The optional protocol on the non-engagement of children in armed conflicts identifies 18 as the minimum age for military conscription and requests countries to exert maximum efforts to prohibit those under 18 from direct involvement in hostile activities.
The optional protocol on child trafficking, child prostitution, the involvement of children in porn stresses the necessity to criminalize these serious violations to the rights of the child and focuses on raising general awareness and international cooperation in the efforts aimed at combating such violations.
· General comment no (10) of 2007 – the Rights of the Child in Juvenile Justice
This comment is considered of utmost importance since it is linked to the Convention on the Rights of the Child as far as juveniles are concerned. Moreover, it also identifies the necessity to have a comprehensive national policy to address juvenile issues and to encourage the use of alternative measures to punishment that deprive of liberty, and this is what the Ministry of Justice strives for by endorsing alternative punishment and the principles of reconciliation and mediation in juvenile cases.
· The Palestinian Child Law as amended
This law is considered an important and basic law for the Palestinian child since it aims to protect the child, his proper and safe upbringing in a society that protects and enhances the rights of the child.
As such, this law is considered the foundation for building the plans that support the child and the Ministry of Justice strives to raise the child’s legal awareness of his rights provided for in this law.
This law is in harmony with the international conventions and standards on the rights of the child and takes into consideration the best interests of the child.
· Draft Law on the Palestinian Juvenile Protection
The Ministry of Justice, together with all the pertinent official bodies contributed in drafting the Draft Law on Palestinian Juvenile Protection which aims to protect the child who commits an illegal act, ensure his treatment in a way that suits his physical and mental development and that takes into consideration the privacy of the child as to the extent of his perception of the act he committed and its consequences.
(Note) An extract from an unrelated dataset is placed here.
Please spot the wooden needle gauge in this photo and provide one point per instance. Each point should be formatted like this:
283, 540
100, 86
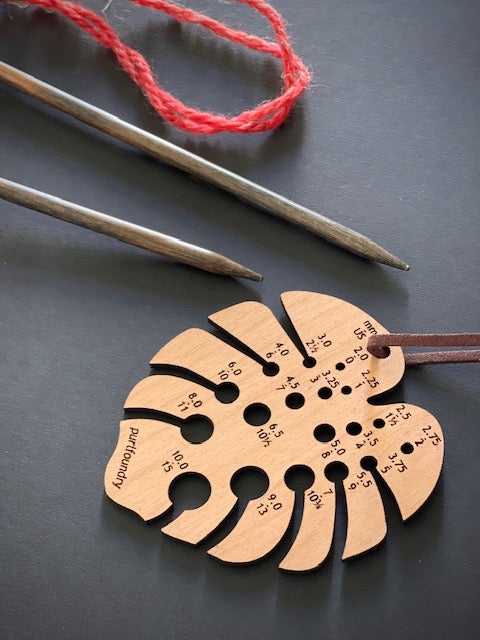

This draft provides for alternative punishment that deprive of freedom, and is considered of utmost importance in changing the traditional view on the juvenile from criminal to victim.
· The United Nations Rules for the Protection of Juveniles Deprived of their Liberty
These rules request that juveniles are not deprived of their liberty and that imprisonment is the last resort by countries. The rules had been organized so that they constitute convenient standards of reference and provide encouragement and guidance to those working on organizing the affairs of juvenile justice. This is what the Ministry of Justice strives for within its plans.